Prompt Optimization

January 15, 2024
Michael Taylor

For 99% of people, prompt engineering amounts to trying a few different prompts, manually reviewing the responses, and making changes until it seems like it's working.

To be honest, that's probably good enough if the task isn't that important, or if you're not likely to revisit the task again. The problem starts when you start relying on that prompt to do your work, perhaps even putting it into production in a tool or template, without some sort of system for testing what works (or doesn't).

This is a blind spot for AI engineers because they get excited by fine-tuning or evaluating different models, rather than writing better prompts. For example, did you know the default summarization prompt langchain uses under the hood is just "`Write a concise summary of the following: <text>`"? The Twitter gurus you see sharing ChatGPT templates all fail in the other direction, writing prompts as if they are some ancient wizard casting spells for conjuring up desired behavior from a malevolent AI. 

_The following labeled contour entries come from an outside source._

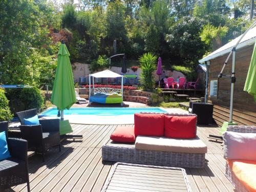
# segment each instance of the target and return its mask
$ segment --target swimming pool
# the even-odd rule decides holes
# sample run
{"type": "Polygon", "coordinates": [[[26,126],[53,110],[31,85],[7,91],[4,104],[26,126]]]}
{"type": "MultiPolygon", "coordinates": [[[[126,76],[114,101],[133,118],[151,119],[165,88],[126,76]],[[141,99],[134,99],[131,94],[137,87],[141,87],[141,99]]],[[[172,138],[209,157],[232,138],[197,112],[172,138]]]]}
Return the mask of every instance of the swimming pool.
{"type": "MultiPolygon", "coordinates": [[[[133,115],[140,112],[166,113],[159,108],[71,108],[64,110],[64,115],[98,115],[115,116],[133,115]]],[[[58,114],[57,108],[53,108],[42,113],[49,116],[56,116],[58,114]]]]}

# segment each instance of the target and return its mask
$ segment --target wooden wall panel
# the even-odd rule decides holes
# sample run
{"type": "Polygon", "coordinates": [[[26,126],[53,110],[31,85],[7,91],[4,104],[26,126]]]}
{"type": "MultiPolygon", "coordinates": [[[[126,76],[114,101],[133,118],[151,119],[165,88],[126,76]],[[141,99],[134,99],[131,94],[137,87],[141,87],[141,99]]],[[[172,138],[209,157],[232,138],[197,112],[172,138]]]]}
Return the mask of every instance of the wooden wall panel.
{"type": "MultiPolygon", "coordinates": [[[[241,125],[256,125],[256,102],[253,97],[243,91],[253,46],[250,46],[238,50],[236,58],[236,77],[234,84],[233,121],[241,125]]],[[[226,54],[210,60],[209,72],[208,92],[211,80],[218,79],[227,56],[226,54]]],[[[232,56],[223,71],[223,74],[230,75],[232,56]]],[[[219,79],[218,98],[209,98],[209,101],[214,104],[214,119],[219,125],[224,121],[228,121],[230,97],[231,80],[223,77],[219,79]]]]}

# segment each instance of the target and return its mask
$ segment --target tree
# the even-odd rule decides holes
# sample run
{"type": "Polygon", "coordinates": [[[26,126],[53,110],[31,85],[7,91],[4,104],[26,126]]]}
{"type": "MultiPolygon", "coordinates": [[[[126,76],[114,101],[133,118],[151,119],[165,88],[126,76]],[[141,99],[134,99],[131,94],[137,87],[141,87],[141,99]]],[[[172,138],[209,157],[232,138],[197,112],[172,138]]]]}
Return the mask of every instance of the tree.
{"type": "Polygon", "coordinates": [[[106,37],[113,42],[114,45],[118,41],[126,41],[124,10],[123,4],[119,0],[109,3],[106,8],[106,37]]]}
{"type": "Polygon", "coordinates": [[[205,52],[204,43],[199,32],[205,24],[203,19],[195,17],[183,17],[169,29],[166,39],[169,48],[173,65],[193,68],[205,52]]]}
{"type": "Polygon", "coordinates": [[[202,40],[210,46],[212,51],[215,51],[222,46],[222,38],[224,37],[228,31],[228,28],[221,25],[216,27],[210,24],[205,25],[200,33],[202,40]]]}
{"type": "Polygon", "coordinates": [[[152,91],[155,87],[155,72],[157,57],[151,53],[144,53],[139,58],[142,73],[140,81],[144,90],[152,91]]]}
{"type": "Polygon", "coordinates": [[[62,15],[62,26],[63,28],[74,29],[76,24],[77,13],[75,7],[72,4],[65,6],[62,15]]]}
{"type": "Polygon", "coordinates": [[[0,7],[1,83],[39,86],[40,66],[52,68],[53,9],[42,1],[1,1],[0,7]]]}
{"type": "Polygon", "coordinates": [[[155,54],[160,51],[160,34],[157,28],[151,25],[145,36],[145,49],[155,54]]]}

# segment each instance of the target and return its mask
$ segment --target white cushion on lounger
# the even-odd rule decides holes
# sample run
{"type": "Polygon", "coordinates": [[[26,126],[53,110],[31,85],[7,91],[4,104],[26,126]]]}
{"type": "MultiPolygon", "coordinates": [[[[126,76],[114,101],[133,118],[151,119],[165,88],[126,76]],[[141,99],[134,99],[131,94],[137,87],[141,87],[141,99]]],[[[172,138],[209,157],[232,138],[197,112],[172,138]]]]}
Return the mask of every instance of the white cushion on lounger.
{"type": "Polygon", "coordinates": [[[256,133],[226,131],[223,141],[225,159],[256,161],[256,133]]]}
{"type": "Polygon", "coordinates": [[[135,141],[135,148],[185,153],[205,154],[207,151],[206,145],[198,137],[183,139],[138,136],[135,141]]]}

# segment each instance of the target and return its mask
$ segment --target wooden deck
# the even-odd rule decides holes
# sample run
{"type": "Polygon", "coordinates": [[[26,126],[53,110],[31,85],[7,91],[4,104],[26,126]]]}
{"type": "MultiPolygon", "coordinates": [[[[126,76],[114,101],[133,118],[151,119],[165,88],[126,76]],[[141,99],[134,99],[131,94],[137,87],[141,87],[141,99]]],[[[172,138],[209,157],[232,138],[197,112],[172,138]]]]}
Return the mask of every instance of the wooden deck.
{"type": "MultiPolygon", "coordinates": [[[[62,142],[61,152],[53,148],[46,155],[29,158],[31,191],[100,191],[114,163],[102,162],[101,147],[117,125],[72,125],[73,134],[82,134],[81,140],[62,142]]],[[[126,126],[133,126],[127,125],[126,126]]],[[[210,142],[209,134],[218,134],[219,128],[198,128],[198,135],[208,146],[204,168],[186,168],[193,191],[232,191],[233,186],[224,176],[222,146],[210,142]]],[[[26,191],[26,185],[6,191],[26,191]]]]}

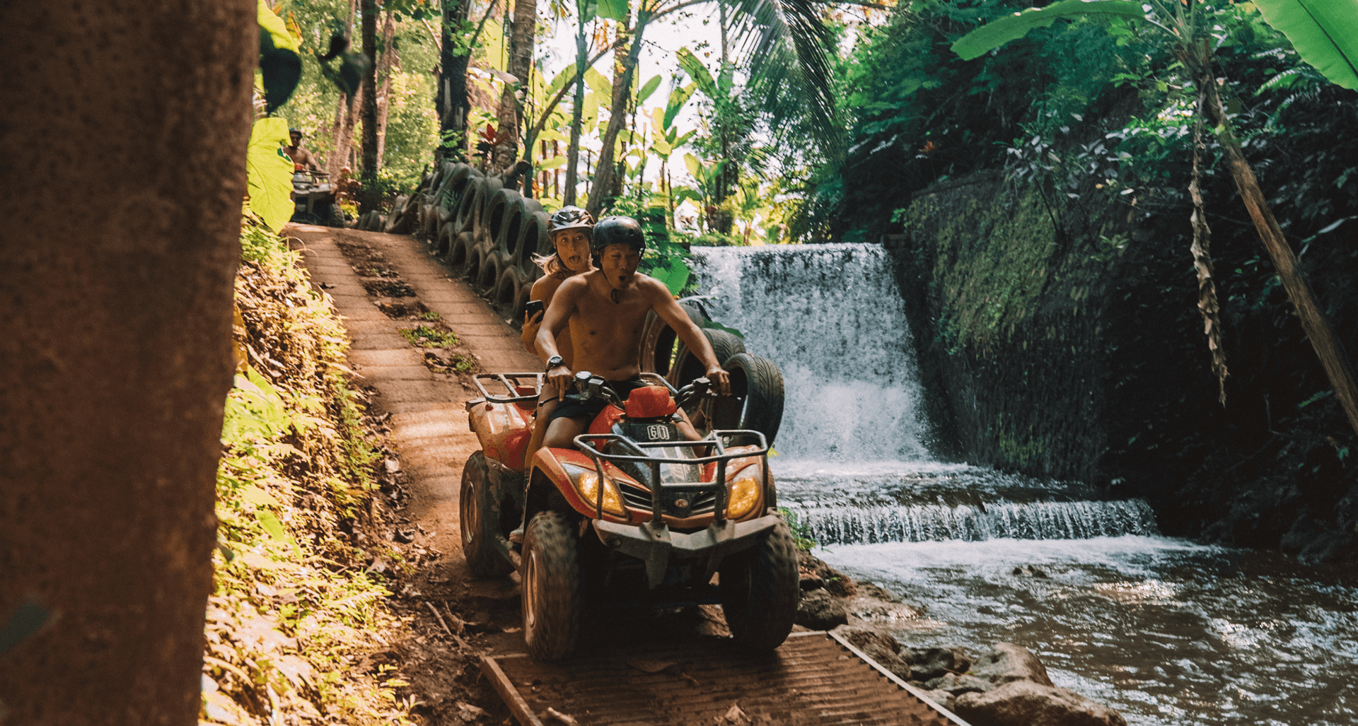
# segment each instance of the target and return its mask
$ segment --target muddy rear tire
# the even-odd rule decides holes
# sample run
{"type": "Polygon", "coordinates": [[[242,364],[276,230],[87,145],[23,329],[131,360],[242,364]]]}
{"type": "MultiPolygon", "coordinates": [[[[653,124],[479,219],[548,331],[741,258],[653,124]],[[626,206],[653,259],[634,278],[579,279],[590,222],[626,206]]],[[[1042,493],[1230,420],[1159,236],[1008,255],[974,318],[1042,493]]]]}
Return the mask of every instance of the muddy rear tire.
{"type": "Polygon", "coordinates": [[[721,612],[736,643],[750,650],[782,645],[801,596],[788,524],[779,521],[750,550],[725,556],[720,573],[721,612]]]}
{"type": "MultiPolygon", "coordinates": [[[[709,399],[713,429],[754,429],[769,440],[782,425],[782,372],[769,358],[737,353],[722,364],[731,373],[731,395],[709,399]]],[[[754,441],[743,441],[754,444],[754,441]]]]}
{"type": "Polygon", "coordinates": [[[500,521],[500,502],[490,491],[490,467],[486,455],[473,453],[462,467],[462,491],[458,499],[462,525],[462,554],[473,577],[502,577],[513,571],[513,565],[494,547],[496,522],[500,521]]]}
{"type": "Polygon", "coordinates": [[[580,556],[559,512],[539,512],[523,536],[523,639],[535,661],[559,661],[580,639],[580,556]]]}

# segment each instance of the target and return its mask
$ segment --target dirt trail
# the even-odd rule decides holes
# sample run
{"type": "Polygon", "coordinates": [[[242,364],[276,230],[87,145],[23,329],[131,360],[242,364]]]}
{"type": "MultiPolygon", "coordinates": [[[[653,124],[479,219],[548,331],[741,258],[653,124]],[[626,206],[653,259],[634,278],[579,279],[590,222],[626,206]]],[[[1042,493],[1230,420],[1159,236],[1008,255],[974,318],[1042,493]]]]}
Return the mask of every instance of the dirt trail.
{"type": "Polygon", "coordinates": [[[401,668],[413,683],[411,695],[424,703],[417,712],[429,723],[498,722],[502,706],[477,683],[475,658],[523,650],[517,585],[515,578],[467,577],[458,491],[462,464],[479,444],[462,406],[479,394],[470,373],[458,368],[473,362],[475,370],[538,370],[542,364],[523,350],[517,331],[413,237],[297,224],[284,235],[301,251],[312,284],[345,318],[357,383],[390,414],[402,494],[409,494],[409,501],[394,502],[405,505],[399,516],[407,521],[398,522],[390,539],[440,554],[424,563],[411,558],[414,571],[399,578],[413,634],[378,654],[373,666],[401,668]],[[420,326],[451,330],[460,345],[417,347],[401,331],[420,326]]]}

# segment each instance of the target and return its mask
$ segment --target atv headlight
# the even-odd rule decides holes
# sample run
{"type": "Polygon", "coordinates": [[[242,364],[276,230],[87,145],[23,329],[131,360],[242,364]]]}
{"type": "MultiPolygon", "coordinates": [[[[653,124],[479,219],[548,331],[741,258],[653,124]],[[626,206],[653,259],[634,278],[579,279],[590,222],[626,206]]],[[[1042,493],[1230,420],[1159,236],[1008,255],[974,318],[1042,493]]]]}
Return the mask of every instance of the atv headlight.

https://www.digitaltrends.com/computing/what-is-dan-prompt-chatgpt/ 

This notion that AI is magic is harmful, because it implies these systems can’t be controlled or aligned towards our goals. Imagine if we gave up on all of management science, economics, and psychology just because humans are unpredictable! The great benefit of working with artificial intelligence over human intelligence is that it’s far easier to run experiments: they never get tired of hearing the same question 50 times, and retain no memory in between trials.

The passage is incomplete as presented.